Corpus

During the project, we compiled a corpus of observed and staged communicative events collected in the three villages in which the project was based. The corpus can be accessed here.

This rich annotated multimedia corpus of multilingual language use at the Crossroads is the centre piece of our joint research. The corpus contains  a total of 516 session bundles, including ca. 150 hours of time-aligned, transcribed and translated speech data with ELAN annotations for speaker and language. Of this total number of hours of recorded spoken data, 95 hours were obtained within the lifespan of the current project. Each session bundle consists of a folder, labelled with a mnemonic session name that indicates the location in which the recording took place, the date, and the researcher’s initials. All sessions consist minimally of a sound file and its transcription and annotation, together with a metadata file which lists the languages spoken and the participants in the recording, their age, gender, reported language repertoires, and ethnicity/village.
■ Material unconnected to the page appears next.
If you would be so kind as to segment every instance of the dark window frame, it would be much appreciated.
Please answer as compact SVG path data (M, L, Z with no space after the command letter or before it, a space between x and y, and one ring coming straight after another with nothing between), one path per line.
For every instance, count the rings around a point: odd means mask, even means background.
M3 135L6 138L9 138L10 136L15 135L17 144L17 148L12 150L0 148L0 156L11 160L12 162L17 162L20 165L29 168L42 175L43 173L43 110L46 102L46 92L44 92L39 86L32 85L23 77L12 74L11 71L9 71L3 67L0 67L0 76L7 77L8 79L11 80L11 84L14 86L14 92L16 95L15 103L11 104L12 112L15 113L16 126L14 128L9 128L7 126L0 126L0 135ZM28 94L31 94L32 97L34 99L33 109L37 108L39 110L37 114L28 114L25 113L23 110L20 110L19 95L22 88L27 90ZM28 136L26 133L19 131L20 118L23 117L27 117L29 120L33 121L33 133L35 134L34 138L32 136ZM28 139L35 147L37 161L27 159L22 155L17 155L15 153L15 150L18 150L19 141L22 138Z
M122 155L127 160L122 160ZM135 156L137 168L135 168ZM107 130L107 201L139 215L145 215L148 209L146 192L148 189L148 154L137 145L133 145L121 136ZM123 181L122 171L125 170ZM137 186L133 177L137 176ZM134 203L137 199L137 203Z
As the corpus coordinator, Abbie Hantgan spent the third project year creating a corpus structure and uploading and unifying data and metadata formats.

Within the LAT corpus structure, corpus nodes have the initials of the researchers whose data they contain as their name. Most data were collected during the Crossroads corpus, with the exception of Friederike’s data in the node FL. These data are integrated in the corpus to facilitate project-internal work; they contain data collected during the DoBeS project “Pots, plants and people – a documentation of Baïnounk knowledge systems” which are accessible in the DoBeS archive. The corpus node SNA contains the data collected as part of a social network study during which two focal participants per village wore a Lavalier microphone for two days each.
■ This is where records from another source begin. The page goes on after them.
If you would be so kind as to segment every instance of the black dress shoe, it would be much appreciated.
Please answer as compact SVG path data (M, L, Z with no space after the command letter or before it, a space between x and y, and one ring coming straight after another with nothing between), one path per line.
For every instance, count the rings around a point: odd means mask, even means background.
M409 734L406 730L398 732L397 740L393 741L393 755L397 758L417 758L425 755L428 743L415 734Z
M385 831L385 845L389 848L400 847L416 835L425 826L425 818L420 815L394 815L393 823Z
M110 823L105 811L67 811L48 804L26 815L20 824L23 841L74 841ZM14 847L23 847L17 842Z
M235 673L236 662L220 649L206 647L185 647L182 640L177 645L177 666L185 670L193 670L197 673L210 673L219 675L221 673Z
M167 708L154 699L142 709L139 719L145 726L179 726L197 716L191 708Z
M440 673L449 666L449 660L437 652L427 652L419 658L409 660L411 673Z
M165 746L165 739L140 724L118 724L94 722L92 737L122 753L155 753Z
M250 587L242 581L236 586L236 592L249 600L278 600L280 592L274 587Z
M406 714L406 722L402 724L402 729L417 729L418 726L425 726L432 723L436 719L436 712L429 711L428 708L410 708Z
All data have been transcribed and translated by a multilingual local transcriber team composed of Aimé Césaire Biagui, Alpha Naby Mané, Laurent Manga, Jérémie Sagna, David Sagna and Lina Sagna. The language tagging reflects their perspectives. It is part of our continuing research to understand which linguistic and non-linguistic features different transcribers use to identify languages. In the light of the great variability of repertoires and of language use, this offers crucial insight on the factors that determine how language is categorised. Several of our existing publications (Goodchild 2019, Lüpke & Watson forthcoming, Watson 2019, Weidl 2019) address this issue, and we continue to work with the corpus.

The sound-grapheme associations used in transcriptions are those of the official alphabet for languages of Senegal. The transcription has not been standardised but preserves the variation inherent in language use and in the transcriber’s individual writing practices. This transcription method has given rise to the language-independent literacy programme LILIEMA, inspired by the positive experience of the transcribers to be able to write their entire repertoire, and developed together with them and other local research participants (Lüpke forthcoming, Lüpke et al forthcoming). LILIEMA is a method steeped in existing grassroots literacy practices (Lüpke 2018c).